What begins as a film with punchy promise soon becomes a dull shoot-out. This is unfortunate, because Free Fire is loaded with potential, especially given the intriguing early scenes of the film. There’s the fantastic arms deal set-up, which introduces us to each of the characters (some more distinct than others), as tensions escalate over a stock mix-up. Then there’s the delightfully uneasy moment that the guns are tested, and characters visibly jump. How disappointing, then, that when bullets start flying for real, all excitement is lost. Irritatingly, characters are slow to die and never seem to die properly. They rarely change cover, and when they do it actually breathes a little bit of life into the film. Mildly silly one-liners are bandied about here and there, but quickly lose their ability to crack a smile. Free Fire is a film that overstays its welcome, and makes you forget that it was even welcome in the first place.

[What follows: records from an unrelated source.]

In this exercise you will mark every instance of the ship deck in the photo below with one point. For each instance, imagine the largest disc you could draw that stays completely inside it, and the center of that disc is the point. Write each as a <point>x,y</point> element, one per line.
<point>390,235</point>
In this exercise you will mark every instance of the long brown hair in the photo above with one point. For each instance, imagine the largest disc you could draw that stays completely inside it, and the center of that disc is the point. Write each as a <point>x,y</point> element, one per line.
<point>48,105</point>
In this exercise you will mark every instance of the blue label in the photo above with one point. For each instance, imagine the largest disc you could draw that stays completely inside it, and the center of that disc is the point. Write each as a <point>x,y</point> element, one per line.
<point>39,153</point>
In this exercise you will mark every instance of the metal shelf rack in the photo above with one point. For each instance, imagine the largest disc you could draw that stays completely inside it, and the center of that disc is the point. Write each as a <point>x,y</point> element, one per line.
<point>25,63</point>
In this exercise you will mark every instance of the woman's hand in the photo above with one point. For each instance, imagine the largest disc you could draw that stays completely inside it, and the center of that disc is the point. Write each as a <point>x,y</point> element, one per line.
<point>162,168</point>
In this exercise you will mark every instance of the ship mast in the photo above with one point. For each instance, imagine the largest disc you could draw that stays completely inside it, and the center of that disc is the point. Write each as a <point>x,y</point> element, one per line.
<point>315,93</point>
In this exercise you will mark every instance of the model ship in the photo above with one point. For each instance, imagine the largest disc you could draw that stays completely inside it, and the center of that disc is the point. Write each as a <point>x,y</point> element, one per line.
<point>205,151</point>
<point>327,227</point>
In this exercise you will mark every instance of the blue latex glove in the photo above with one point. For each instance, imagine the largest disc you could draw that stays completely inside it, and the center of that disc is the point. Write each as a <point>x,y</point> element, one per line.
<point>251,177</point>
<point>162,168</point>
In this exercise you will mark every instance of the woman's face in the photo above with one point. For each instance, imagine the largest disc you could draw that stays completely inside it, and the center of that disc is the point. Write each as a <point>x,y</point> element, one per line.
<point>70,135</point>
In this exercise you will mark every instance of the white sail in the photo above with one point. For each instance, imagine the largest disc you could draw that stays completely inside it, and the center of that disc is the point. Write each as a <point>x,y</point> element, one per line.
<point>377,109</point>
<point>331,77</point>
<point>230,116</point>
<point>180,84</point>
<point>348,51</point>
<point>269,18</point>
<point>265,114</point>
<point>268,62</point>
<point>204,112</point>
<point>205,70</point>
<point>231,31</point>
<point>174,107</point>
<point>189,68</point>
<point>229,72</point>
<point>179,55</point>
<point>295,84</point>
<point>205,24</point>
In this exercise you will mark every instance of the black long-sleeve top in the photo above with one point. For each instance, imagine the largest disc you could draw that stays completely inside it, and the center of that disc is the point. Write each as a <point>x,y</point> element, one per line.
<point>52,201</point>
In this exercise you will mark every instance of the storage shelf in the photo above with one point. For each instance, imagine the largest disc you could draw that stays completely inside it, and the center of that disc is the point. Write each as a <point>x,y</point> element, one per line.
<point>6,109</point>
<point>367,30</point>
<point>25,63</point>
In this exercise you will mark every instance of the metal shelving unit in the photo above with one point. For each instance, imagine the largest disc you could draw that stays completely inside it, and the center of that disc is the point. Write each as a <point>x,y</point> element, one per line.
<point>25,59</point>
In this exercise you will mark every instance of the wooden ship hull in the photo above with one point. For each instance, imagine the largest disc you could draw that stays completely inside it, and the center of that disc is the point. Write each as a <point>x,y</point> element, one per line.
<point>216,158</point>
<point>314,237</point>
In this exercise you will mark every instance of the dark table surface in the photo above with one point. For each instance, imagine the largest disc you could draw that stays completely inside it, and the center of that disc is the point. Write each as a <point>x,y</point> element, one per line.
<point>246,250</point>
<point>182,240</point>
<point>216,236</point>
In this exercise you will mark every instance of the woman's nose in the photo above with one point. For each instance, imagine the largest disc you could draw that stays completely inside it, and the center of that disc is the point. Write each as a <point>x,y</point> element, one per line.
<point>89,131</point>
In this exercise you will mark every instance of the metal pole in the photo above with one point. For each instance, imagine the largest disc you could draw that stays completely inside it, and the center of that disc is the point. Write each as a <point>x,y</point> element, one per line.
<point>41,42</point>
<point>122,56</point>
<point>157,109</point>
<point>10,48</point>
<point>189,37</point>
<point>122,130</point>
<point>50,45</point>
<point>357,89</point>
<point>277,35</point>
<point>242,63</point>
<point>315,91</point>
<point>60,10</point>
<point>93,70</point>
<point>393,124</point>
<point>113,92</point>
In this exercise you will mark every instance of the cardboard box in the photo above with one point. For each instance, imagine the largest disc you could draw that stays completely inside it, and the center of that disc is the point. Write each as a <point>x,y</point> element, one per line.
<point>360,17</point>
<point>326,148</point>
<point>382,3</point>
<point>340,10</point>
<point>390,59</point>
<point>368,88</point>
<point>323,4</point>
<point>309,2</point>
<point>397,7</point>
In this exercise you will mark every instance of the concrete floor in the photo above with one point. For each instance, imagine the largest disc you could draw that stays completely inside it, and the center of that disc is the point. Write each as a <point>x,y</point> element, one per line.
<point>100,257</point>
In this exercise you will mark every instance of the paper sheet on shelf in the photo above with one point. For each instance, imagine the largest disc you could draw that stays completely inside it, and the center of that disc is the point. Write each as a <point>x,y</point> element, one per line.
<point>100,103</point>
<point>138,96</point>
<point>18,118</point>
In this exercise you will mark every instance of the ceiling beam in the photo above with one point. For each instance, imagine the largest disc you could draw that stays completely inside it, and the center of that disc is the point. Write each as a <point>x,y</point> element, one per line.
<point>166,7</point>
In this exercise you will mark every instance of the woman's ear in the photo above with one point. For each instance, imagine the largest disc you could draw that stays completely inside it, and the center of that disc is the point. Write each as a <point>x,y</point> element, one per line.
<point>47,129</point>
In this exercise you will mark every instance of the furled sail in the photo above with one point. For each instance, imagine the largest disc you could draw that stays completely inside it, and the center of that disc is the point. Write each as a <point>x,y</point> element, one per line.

‘Life’ is rather lifeless.
From the very beginning, Life informs us of its key influence – the title font alone bears a striking resemblance to that of Alien (1979). The problem is that Life doesn’t seem to know whether it is a tribute film or a less intelligent imitation. The references are too overt to be unintentional, yet the film never quite manages to venerate the original franchise that defines it. Life positions itself in a way that forces comparisons between it and Alien – but side by side, it is clear that the latter is supreme. The monster – a gelatinous octopus – cannot hold a candle to the primal, parasitic nightmare that is the Xenomorph. Exceptionally, the first few establishing minutes (and a terrifically unexpected first death) promise greater thrills throughout the film. What a shame, then, that neither the cast nor the writing can save this film from falling flat. Though by no means offensive, Life fails to provide anything authentic, discarding potentially rich plot-lines by the wayside.